Take Down is a 1979 American comedy-drama sports film directed by Kieth Merrill and released by Buena Vista Distribution Company. The plot concerns an unqualified teacher who finds himself saddled with coaching duties after a small group of high school seniors form a wrestling team in a last-ditch effort to end a 9-year losing streak against a rival school.

Plot 
Ed Branish, a snooty English teacher who finds his situation at Mingo Junction High School far beneath him and barely tolerable, flaunts his air of superiority over all, including his supportive wife, by frequently spouting platitudes from literary masters to validate his often contemptuous viewpoint. Even his wife is starting to show signs of getting fed up with his narcissism.

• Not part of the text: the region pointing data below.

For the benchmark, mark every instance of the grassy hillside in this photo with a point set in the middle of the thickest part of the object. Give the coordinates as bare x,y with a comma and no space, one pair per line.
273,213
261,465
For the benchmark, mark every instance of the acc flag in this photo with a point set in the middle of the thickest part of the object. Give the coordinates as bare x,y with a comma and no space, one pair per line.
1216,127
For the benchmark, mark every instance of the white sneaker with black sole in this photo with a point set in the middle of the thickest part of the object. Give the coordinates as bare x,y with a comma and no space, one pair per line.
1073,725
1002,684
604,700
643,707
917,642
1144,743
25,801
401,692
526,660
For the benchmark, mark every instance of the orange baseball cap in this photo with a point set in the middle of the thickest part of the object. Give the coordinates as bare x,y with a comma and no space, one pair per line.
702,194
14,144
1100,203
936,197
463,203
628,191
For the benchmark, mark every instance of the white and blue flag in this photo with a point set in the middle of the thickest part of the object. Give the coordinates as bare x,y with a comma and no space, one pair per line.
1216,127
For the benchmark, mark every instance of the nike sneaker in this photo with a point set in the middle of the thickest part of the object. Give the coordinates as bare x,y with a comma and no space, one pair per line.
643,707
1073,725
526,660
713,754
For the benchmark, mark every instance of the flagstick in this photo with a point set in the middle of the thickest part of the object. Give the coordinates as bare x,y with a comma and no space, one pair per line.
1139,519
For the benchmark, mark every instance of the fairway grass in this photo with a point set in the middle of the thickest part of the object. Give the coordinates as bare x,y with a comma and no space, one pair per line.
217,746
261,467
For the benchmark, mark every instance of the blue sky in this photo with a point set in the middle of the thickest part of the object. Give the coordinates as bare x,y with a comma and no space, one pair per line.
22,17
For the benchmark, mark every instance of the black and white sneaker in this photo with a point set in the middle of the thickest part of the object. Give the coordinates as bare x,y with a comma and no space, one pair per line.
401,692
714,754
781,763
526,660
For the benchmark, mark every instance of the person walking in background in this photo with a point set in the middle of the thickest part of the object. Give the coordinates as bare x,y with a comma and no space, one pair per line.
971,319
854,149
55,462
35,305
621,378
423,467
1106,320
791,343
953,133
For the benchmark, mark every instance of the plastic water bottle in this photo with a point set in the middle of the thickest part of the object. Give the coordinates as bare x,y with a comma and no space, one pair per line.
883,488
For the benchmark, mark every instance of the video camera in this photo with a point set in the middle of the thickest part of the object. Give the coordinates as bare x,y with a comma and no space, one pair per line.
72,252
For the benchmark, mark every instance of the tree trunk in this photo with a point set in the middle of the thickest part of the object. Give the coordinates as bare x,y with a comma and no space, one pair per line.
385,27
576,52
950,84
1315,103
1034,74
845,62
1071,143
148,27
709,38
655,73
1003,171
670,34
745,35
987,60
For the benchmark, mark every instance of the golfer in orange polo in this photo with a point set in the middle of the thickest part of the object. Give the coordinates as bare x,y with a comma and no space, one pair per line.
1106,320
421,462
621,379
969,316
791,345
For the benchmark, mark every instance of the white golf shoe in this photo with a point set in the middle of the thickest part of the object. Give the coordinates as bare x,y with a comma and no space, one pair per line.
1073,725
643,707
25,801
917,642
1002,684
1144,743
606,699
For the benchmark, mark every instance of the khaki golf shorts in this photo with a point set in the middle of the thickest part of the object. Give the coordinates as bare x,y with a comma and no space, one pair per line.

His habit of having as little to do with his school as possible finally gets the better of him when his light schedule makes him the only staff member available to supervise the newly formed wrestling team. Cornered, he lashes out at the first student to cross his path – Nick Kilvitus, a reserved 185 lbs. senior who's embarrassed by his near-poverty social status and who's also missed a lot of classes lately. No one realizes Nick's been filling in for his alcoholic father at a steel mill hauling I-beams when his dad's too drunk or hung over to show up (which is all too often), and which also keeps Nick busy at night fishing his embittered father out of bars – to be carried home across town because they don't have a working car.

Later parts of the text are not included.